Pendant cet hiver 2012, nous serons témoins,
et pris au piège, de 4 crues consécutives.
Rien que ça !? |
Si ces crues furent spectaculaires, elles furent aussi pour nous "un mauvais moment à passer". D’autant que nous avions alors sous notre responsabilité Tortuga, le voilier de nos amis "les Ratatons" qui, eux, séjournaient alors dans notre belle France.
Le planning de nos travaux fut donc plus que perturbé.

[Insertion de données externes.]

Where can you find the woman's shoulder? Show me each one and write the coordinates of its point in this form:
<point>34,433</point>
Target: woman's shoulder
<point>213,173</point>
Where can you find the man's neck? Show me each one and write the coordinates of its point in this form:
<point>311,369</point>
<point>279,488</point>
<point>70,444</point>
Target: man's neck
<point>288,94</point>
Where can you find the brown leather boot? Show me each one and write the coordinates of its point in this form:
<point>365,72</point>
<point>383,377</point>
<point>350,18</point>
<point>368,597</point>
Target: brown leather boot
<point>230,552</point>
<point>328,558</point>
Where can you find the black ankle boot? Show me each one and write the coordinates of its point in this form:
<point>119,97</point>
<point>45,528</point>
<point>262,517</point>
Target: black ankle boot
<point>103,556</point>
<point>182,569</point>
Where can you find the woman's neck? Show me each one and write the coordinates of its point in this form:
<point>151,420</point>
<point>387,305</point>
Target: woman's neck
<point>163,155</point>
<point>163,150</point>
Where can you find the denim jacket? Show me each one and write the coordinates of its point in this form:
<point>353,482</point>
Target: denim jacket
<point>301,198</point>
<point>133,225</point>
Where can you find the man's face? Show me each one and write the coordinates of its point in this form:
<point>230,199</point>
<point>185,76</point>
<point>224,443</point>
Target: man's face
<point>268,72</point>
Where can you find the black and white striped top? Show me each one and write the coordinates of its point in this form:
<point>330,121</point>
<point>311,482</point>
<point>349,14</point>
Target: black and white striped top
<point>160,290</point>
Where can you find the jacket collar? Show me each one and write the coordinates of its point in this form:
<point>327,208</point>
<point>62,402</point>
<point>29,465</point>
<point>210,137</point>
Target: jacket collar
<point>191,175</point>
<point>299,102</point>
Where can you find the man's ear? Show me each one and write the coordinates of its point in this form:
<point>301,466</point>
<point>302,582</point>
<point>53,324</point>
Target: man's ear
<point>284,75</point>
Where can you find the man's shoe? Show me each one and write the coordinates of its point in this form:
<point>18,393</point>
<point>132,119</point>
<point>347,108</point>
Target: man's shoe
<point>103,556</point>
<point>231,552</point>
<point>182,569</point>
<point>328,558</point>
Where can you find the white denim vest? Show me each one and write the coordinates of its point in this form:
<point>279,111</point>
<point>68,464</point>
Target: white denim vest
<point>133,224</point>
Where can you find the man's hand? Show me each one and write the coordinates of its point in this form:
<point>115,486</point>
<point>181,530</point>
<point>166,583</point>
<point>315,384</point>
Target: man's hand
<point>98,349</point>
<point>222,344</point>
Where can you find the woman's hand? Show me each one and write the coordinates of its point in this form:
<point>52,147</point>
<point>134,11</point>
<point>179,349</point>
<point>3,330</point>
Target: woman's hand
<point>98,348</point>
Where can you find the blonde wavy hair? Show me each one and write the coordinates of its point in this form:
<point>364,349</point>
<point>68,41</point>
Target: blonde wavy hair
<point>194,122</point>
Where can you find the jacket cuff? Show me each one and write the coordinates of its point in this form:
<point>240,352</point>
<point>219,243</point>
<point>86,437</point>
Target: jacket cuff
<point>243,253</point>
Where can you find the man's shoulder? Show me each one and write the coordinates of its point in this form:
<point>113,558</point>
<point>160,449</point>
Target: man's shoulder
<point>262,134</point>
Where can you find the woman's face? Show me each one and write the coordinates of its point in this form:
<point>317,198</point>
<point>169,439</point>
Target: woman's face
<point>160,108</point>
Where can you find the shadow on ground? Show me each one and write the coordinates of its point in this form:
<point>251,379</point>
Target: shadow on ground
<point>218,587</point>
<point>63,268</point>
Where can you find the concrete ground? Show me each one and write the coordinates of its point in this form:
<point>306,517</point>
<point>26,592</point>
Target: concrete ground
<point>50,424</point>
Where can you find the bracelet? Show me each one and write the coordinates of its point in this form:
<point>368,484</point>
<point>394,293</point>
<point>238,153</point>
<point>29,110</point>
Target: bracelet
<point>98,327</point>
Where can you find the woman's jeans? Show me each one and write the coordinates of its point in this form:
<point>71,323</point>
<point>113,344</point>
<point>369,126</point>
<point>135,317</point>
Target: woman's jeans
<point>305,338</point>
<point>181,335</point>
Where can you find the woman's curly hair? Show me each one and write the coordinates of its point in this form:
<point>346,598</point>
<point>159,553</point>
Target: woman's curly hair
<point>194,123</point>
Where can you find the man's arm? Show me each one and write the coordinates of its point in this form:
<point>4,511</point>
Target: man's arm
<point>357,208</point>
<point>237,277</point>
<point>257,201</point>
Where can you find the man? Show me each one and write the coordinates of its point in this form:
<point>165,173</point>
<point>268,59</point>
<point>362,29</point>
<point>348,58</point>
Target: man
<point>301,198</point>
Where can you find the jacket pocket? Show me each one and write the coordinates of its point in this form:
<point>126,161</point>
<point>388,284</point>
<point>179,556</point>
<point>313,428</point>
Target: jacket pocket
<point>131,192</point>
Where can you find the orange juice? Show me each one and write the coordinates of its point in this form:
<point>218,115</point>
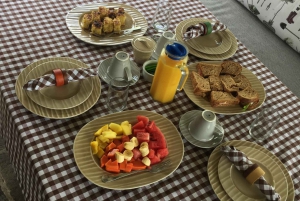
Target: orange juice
<point>167,77</point>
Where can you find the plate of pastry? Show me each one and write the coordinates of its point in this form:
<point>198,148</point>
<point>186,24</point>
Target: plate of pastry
<point>106,24</point>
<point>224,87</point>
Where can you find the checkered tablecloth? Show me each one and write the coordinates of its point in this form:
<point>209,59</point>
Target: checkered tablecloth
<point>41,149</point>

Avant de poursuivre le récit de ces nouvelles péripéties, nous tenons à préciser que nous nous estimons très chanceux : nous sommes sur un voilier et flottons donc au gré des fluctuations du niveau de l’eau.
Une pensée pour ces pauvres habitants dont les maisons, à quelques mètres du rio, furent envahies d’eau, puis de la boue laissée lors de chaque décrue.
Tenant à garder trace de cette expérience dans ce site (qui, je le rappelle, est aussi notre journal de bord), les pages qui suivent sont le récit détaillé des manœuvres et du stress qu’engendrèrent ces fortes crues, dans le port en général et sur Vent de Folie en particulier - notre poisse légendaire ne nous ayant pas oubliés !
Vous risquez donc de trouver cela « un peu long » - Et bien sachez que… nous aussi !!!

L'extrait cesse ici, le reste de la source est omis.